Abstract:

The diminishing returns of semiconductor technology scaling in terms of power reduction is forcing the electronics industry to shift from the traditional approach of using a few centralized static power supplies to power a System-on-Chip (SoC) to a numerous distributed dynamic power supplies approach. In this approach, the SoC is divided into sub-components, each with its own independent on-chip power supply that is dynamically adapted to the real-time demand of each sub-component. As a result, the overall power consumption of the SoC can be significantly reduced. However, such approach requires a large number of dynamic on-chip power supplies, and it becomes quite challenging to implement them in a size- and cost-effective manner while also maintaining high power conversion efficiency, particularly in nanometer CMOS technologies where the voltage rating of transistors is quite low compared to Li-Ion battery levels. This tutorial will present the various techniques used to implement a large number of on-chip dynamic power supplies in mixed-signal SoCs, along with a discussion of the advantages and shortcomings of each technique taking into account factors such as design complexity, silicon area, efficiency, and passive components requirements.
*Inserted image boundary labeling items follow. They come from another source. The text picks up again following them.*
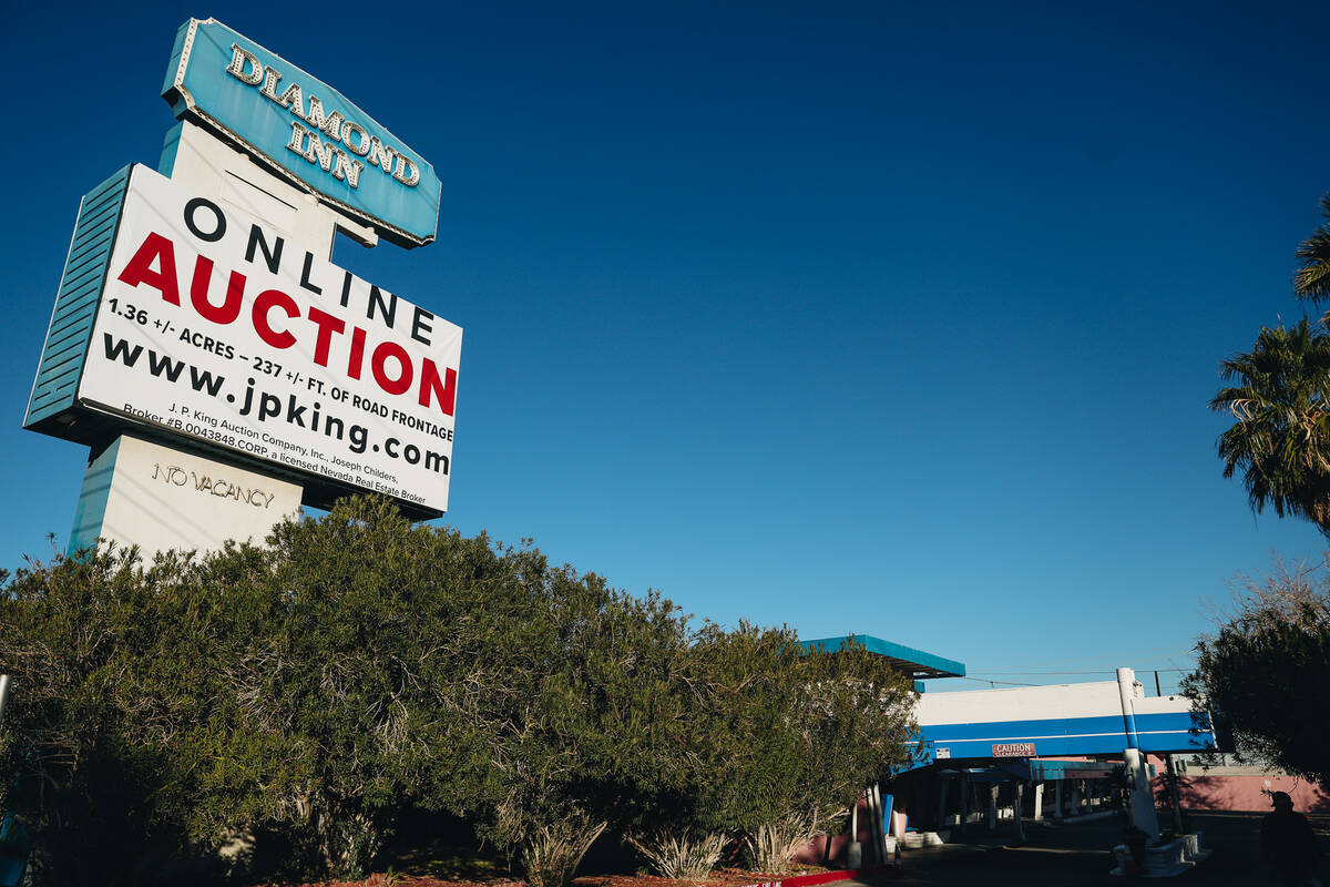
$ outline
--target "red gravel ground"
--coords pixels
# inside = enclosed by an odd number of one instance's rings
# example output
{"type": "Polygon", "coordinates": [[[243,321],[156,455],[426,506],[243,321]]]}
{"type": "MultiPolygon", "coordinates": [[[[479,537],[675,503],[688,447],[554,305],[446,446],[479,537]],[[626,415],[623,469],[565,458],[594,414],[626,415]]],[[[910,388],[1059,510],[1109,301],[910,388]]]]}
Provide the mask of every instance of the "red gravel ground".
{"type": "MultiPolygon", "coordinates": [[[[823,871],[809,867],[793,874],[823,871]]],[[[741,868],[725,868],[713,871],[705,882],[698,880],[670,880],[669,878],[654,878],[652,875],[584,875],[577,878],[575,887],[747,887],[769,880],[779,880],[790,875],[763,875],[759,872],[743,871],[741,868]]],[[[431,875],[404,875],[404,874],[374,874],[364,880],[318,880],[302,884],[259,884],[258,887],[527,887],[525,880],[512,878],[491,878],[484,880],[467,880],[458,878],[434,878],[431,875]]]]}

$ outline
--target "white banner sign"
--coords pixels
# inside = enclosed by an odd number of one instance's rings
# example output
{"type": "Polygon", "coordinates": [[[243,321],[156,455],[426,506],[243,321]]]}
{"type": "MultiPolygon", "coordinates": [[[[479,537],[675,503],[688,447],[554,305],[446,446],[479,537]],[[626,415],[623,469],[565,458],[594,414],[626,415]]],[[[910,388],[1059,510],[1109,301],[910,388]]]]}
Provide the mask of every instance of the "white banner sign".
{"type": "Polygon", "coordinates": [[[446,511],[462,328],[136,166],[78,399],[446,511]]]}

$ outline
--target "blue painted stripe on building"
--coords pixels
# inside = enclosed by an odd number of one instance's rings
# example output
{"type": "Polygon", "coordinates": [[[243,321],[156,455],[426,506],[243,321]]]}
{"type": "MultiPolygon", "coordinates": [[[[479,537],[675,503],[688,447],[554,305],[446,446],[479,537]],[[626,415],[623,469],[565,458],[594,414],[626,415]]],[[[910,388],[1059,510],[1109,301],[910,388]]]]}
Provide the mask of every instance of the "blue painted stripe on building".
{"type": "MultiPolygon", "coordinates": [[[[1189,711],[1137,714],[1136,734],[1144,751],[1214,747],[1209,718],[1189,711]]],[[[952,758],[991,758],[995,745],[1012,743],[1035,746],[1035,757],[1116,754],[1128,747],[1121,715],[932,725],[920,729],[920,741],[930,757],[946,747],[952,758]]]]}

The tutorial will start with a brief overview of the concept of distributed dynamic powering of SoCs, followed by a short review of the basic operation of buck converters and the role of the switching frequency in the dynamic behavior and passive components sizes. The tutorial will then focus on high frequency buck converters with on-chip passives, and multi-frequency SIMO buck converters with on-chip outputs. This includes techniques for implementing on-chip inductors and capacitors, power switches, and gate-drive circuits. The tutorial will be concluded with a brief discussion of future trends and the likelihood of various techniques to be adopted in the industry.

Biographies

• Ayman Fayed

  received his M.Sc. and Ph.D. degrees in Electrical & Computer Engineering from The Ohio State University in 2000 and 2004 respectively. From 2000 to 2009, he held several technical positions in the area of analog and mixed-signal and power management IC design at Texas Instruments Inc., where he contributed to many product lines for wire-line, wireless, and multi-media devices. From 2000 to 2005, he was with the Connectivity Solutions Dept. at TI, where he worked on the analog frontend design of various high-speed wire-line transceivers, and on fully integrated switching/linear regulators and battery chargers for portable media players. From 2005 to 2009, he was a member of the technical staff with the wireless analog technology center at TI, where he worked on delta-sigma data converters for various wireless standards, and on the development of fully-integrated power management solutions for mixed-signal SoCs with multi-RF cores in nanometer CMOS. Dr. Fayed joined the Dept. of Electrical & Computer Engineering at Iowa State University in 2009, where he held the Northrop Grumman Assistant Professorship. He then joined the Dept. of Electrical & Computer Engineering at The Ohio State University in 2015 as an associate professor. He is the founder and director of the Power Management Research Lab (PMRL) and his current research interests include on-chip power grids for dynamic energy distribution in highly-integrated systems, high-frequency switching regulators with on-chip and on-package passives for SoCs, low-noise power supplies and power supply modulators for analog and RF circuits, energy-harvesting and battery charging platforms for power-restricted & remotely-deployed systems, and power conversion in emerging technologies. Dr. Fayed is a senior member of IEEE, an associate editor for IEEE TCAS-I and previously for TCAS-II, and serves in the technical program committee of RFIC, ISCAS, and the steering committee of MWSCAS. He is the author/co-author of many publications in the field and holds 10 US patents. Dr. Fayed is a recipient of NSF CAREER Award in 2013, and a co-recipient of the 2015 Darlington Best Transactions Paper Award from the IEEE Circuits and System Society.